There is no effective treatment for bluetongue. Vaccines are available for certain types of the disease and are used in Africa and Asia. Some countries in the European Union have implemented compulsory vaccination for a certain type of bluetongue, serotype 8, which has emerged as a more pathogenic form of the virus.
What roles and responsibilities exist to prevent Bluetongue?
The types of bluetongue considered endemic in the U.S. (serotypes 2, 10, 11, 13 and 17) are immediately notifiable under the Health of Animals Regulations. In general, there are no response programs for immediately notifiable diseases; however, laboratories are required to report confirmed diagnoses to the CFIA. This enables prevalence verification and supports international reporting and certification requirements.
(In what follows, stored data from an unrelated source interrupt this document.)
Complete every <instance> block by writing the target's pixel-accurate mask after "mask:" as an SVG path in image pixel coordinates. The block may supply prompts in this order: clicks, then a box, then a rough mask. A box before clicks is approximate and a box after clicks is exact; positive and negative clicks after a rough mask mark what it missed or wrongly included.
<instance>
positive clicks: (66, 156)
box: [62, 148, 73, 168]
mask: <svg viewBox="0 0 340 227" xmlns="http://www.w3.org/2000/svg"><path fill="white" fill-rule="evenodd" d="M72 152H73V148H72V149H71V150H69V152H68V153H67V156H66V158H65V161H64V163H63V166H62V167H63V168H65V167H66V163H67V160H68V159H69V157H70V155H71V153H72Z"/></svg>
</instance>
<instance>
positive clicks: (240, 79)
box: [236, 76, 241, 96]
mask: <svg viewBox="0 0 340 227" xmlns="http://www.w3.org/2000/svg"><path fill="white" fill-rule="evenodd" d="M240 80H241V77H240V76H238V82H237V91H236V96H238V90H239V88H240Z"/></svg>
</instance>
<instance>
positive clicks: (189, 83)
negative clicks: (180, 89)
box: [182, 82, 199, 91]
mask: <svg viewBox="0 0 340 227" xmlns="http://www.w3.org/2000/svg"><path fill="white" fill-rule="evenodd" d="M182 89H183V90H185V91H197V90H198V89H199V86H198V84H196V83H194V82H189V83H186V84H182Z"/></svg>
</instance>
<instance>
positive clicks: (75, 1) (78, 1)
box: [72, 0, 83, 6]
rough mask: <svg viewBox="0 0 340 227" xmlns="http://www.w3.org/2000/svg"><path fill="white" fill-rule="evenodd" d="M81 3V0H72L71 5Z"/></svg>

Any detection of the U.S. types of bluetongue originating from the Okanagan Valley or the U.S. will not impact Canada's bluetongue-free status outside the Okanagan Valley. Evidence of disease spread within Canada will affect Canada's bluetongue-free status; however, it is hoped that trading partners will recognize the five ecologically distinct zones identified by the CFIA, so that only the zone where the detection occurs may be subject to possible trade restrictions.
Detection of infection and evidence of disease spread of U.S. types of bluetongue virus outside the Okanagan Valley would lead to a re-evaluation of the bluetongue geographic zone and a detailed epidemiological investigation. This would include tracing of all potentially infected animals, as well as a recommendation for insect control measures during the biting fly season.
All remaining types of bluetongue, exotic to the U.S., are federally reportable under the Health of Animals Act. This means that all suspected or confirmed cases must be reported to the CFIA for immediate investigation by veterinary inspectors.
Should an exotic type of bluetongue occur in Canada, the CFIA would respond in order to limit the impact of the disease to the geographic zone in which the disease is found. The exact nature of the response would depend on a number of factors including the ability of the midges to exist and thrive in the season, and the zone where the outbreak is occurring.